I have been reading through the NEWBIES Sticky Thread and many other posts relating to my case regarding TWO parking fines I received in 2016 and 2017 from Britannia Parking.

Following the advice I received from the forums, and without reading too much into it I have up until this point ignored all comunication received from various debt collectors and up until most recently, BW Legal.

Following the communication from BW Legal, I spoke to a solicitor who practices Civil Law (family friend - I did not pay for this service) who consequently wrote me a letter which basically told them to kindly told them to **** off while also being a sort of SAR.

This has not really got me anywhere and I have since been issued TWO claim forms.

I KNOW that from the information already posted that I need to respond to this claim on, but I am stuck to where I go from here.

Bear in mind that I have TWO parking fines within three months of each other - how can I form any sort of valid defence for this?

Thanks in advance..


  • KeithPKeithP Forumite
    25.8K posts
    Part of the Furniture 10,000 Posts Name Dropper
    What are the Issue Dates on each of your Claim Forms?

    Did they come from the County Court Business Centre in Northampton, or from somewhere else?
  • NevTheDogNevTheDog Forumite
    13 posts
    10 Posts First Anniversary
    20th and 22nd Feb.

    Yes they came from this place. I have seen many posts online about this court being a scam, although I’m not sure how much I trust these as I’m seeing conflicting arguments on this.
  • KeithPKeithP Forumite
    25.8K posts
    Part of the Furniture 10,000 Posts Name Dropper
    They are likely genuine.
    You'll find out when you try to do the Acknowledgement of Service.

    With a Claim Issue Date of 20th and 22nd February, you have until Monday 11th March and Wednesday 13th March respectively to do the Acknowledgement of Service, but there is nothing to be gained by delaying it. To do the AoS, follow the guidance offered in a Dropbox link from post #2 of the NEWBIES FAQ sticky thread. About ten minutes work - no thinking required.

    Having done the AoS, you have until 4pm on Monday 25th March 2019 to file the first Defence and Wednesday 27th March 2019 to file the second.

    That's over three weeks away.
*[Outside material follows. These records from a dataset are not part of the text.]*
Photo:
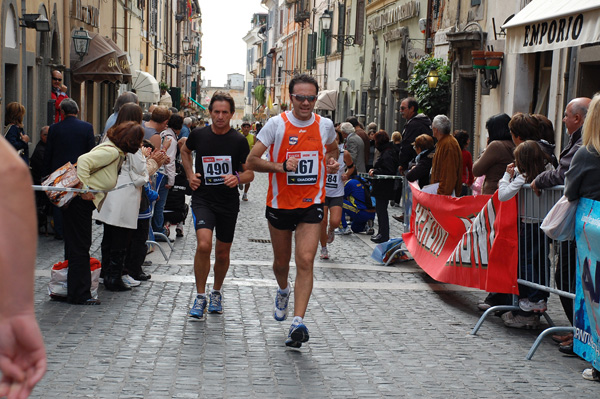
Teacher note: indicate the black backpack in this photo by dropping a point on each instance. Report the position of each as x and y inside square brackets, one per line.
[367, 189]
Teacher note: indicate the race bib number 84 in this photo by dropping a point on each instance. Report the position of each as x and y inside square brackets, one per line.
[307, 172]
[214, 169]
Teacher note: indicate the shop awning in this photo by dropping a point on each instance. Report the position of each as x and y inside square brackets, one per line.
[553, 24]
[146, 87]
[327, 100]
[123, 60]
[100, 63]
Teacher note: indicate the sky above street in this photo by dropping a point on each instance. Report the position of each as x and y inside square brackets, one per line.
[224, 24]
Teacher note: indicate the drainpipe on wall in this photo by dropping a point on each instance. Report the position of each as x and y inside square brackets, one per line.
[24, 57]
[67, 46]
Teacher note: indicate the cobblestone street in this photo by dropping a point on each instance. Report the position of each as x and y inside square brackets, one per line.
[375, 331]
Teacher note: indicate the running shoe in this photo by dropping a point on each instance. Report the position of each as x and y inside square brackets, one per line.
[527, 306]
[216, 305]
[130, 281]
[297, 336]
[199, 309]
[280, 309]
[179, 229]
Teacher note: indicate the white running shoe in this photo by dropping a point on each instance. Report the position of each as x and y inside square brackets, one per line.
[527, 306]
[130, 281]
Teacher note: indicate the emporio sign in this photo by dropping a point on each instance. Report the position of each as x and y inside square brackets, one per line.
[393, 16]
[546, 25]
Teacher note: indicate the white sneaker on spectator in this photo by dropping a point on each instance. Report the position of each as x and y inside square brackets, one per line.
[518, 321]
[130, 281]
[591, 374]
[527, 306]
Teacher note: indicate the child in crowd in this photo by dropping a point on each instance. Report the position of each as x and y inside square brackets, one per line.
[463, 141]
[529, 162]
Loads of time to produce perfect Defences, but don't leave it to the very last minute.

    When you are happy with the content, your Defence should be filed via email as suggested here:
      Print your Defence.
    1. Sign it and date it.
    2. Scan the signed document back in and save it as a pdf.
    3. Send that pdf as an email attachment to [email protected]
    4. Just put the claim number and the word Defence in the email title, and in the body of the email something like 'Please find my Defence attached'.
    5. Log into MCOL after a few days to see if the Claim is marked "defended". If not chase the CCBC until it is.
    6. Do not be surprised to receive a copy of the Claimant's Directions Questionnaire, they are just trying to put you under pressure.
    7. Wait for your DQ from the CCBC, or download one from the internet, and then re-read post #2 of the NEWBIES FAQ sticky thread to find out exactly what to do with it.
  • MistyZMistyZ Forumite
    1.8K posts
    1,000 Posts Fourth Anniversary Name Dropper
    Well Hello Portswood Centre Car Park again.

    You will get great support here from those who, unlike me, are well-versed in the court stage. However I just want to point out that the land management company responsible for the Car Park changed last year - was CBRE, now KMP Solutions. KMP appear to have sacked Britannia.
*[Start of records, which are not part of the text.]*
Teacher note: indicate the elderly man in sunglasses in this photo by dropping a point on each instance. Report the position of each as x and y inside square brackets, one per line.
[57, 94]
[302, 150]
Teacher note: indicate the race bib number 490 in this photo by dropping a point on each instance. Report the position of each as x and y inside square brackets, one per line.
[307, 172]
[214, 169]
    I don't know how or indeed if this change will have any bearing on your case, just letting you know.
  • NevTheDogNevTheDog Forumite
    13 posts
    10 Posts First Anniversary
    It seems to be a common one at the moment - A mate and I spent a couple of hours last night looking at everything as he is also in the same situation with two parking tickets.
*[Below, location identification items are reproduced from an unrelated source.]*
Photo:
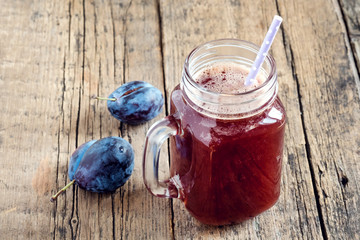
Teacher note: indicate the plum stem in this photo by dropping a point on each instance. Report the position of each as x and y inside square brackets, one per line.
[102, 98]
[54, 197]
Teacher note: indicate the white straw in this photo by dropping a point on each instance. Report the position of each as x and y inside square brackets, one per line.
[265, 46]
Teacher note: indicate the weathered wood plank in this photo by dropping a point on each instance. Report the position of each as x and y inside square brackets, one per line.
[144, 216]
[188, 24]
[351, 11]
[110, 50]
[331, 116]
[33, 41]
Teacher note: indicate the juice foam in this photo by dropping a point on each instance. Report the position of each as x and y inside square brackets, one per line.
[227, 78]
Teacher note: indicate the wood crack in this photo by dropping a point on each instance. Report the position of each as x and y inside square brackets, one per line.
[350, 49]
[291, 59]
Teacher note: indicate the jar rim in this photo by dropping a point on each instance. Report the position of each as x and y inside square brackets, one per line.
[234, 41]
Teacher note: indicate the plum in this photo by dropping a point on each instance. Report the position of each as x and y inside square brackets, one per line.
[101, 166]
[135, 102]
[76, 158]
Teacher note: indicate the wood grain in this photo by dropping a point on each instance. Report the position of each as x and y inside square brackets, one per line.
[330, 107]
[55, 55]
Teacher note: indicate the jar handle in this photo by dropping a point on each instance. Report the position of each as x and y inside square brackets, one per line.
[157, 134]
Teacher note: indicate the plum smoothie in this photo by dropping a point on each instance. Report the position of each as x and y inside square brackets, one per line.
[228, 169]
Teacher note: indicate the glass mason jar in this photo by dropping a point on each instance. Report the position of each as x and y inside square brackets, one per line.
[225, 149]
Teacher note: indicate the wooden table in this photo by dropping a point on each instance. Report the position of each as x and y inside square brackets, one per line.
[55, 55]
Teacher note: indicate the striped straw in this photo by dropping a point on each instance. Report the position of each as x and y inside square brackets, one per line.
[265, 46]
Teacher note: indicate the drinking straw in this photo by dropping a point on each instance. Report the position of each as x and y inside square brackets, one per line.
[265, 46]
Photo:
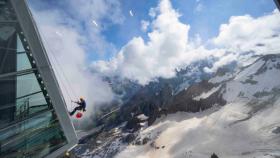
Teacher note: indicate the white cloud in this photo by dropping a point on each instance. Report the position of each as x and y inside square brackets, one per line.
[245, 33]
[144, 25]
[167, 49]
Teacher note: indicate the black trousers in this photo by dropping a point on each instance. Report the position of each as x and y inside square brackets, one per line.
[76, 109]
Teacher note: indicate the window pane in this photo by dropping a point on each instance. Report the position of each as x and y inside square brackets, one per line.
[27, 84]
[35, 137]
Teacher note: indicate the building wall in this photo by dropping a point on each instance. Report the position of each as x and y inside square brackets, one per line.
[34, 121]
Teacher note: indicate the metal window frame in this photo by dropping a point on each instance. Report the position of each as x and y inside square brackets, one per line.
[277, 2]
[38, 50]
    My contraventions are before 2018 so I doubt that the sacking of Britannia will have any effect will it?? I dont know...
  • edited 1 March 2019 at 3:14PM
    MistyZMistyZ Forumite
    1.8K posts
    1,000 Posts Fourth Anniversary Name Dropper
    edited 1 March 2019 at 3:14PM
    NevTheDog wrote: »
    My contraventions are before 2018 so I doubt that the sacking of Britannia will have any effect will it?? I dont know...

    Sure, it is hard to know if it'll help. But I think Britannia have a particularly bad rep. with that particular car park which probably makes them all the more desperate to wring every last (historical) penny out of it.
    I'd imagine that the simple fact that their contract was cancelled by the new land management company looks bad for them and might give your evidence extra credibility.
  • NevTheDogNevTheDog Forumite
    13 posts
    10 Posts First Anniversary
    Hi again,

    So I have been reading through similar stories at the same car park and have seen more about the situation with the land management companies. Am I at a stage where this could still be cancelled or do I still have to submit a defence?
  • KeithPKeithP Forumite
    25.8K posts
    Part of the Furniture 10,000 Posts Name Dropper
    Unless it is actually cancelled, you need to file a Defence.

    Of course that goes without saying, but no-one can predict the future.

    You have a deadline for filing a Defence - Monday 25th March.

    My suggestion would be to prepare a Defence now so that it is ready to file by that date.

    My thinking is that now that court claims have been filed, i.e. they have spent real money, they are unlikely to withdraw.

    But who knows?

    Prepare for the worst.
  • NevTheDogNevTheDog Forumite
    13 posts
    10 Posts First Anniversary
    In the County Court

    Claim Number: XXXX
    Britannia Parking Group Limited (Claimant)
    <my name> (Defendant)


    I am <my name>, defendant in this matter. It is admitted that the Defendant was the authorised registered keeper of the vehicle in question at the time of the alleged incident. The Defendant denies liability for the entirety of the claim for reasons summarised as follows:

    (1). The identity of the driver of the vehicle on the date in question is unknown and has not been ascertained.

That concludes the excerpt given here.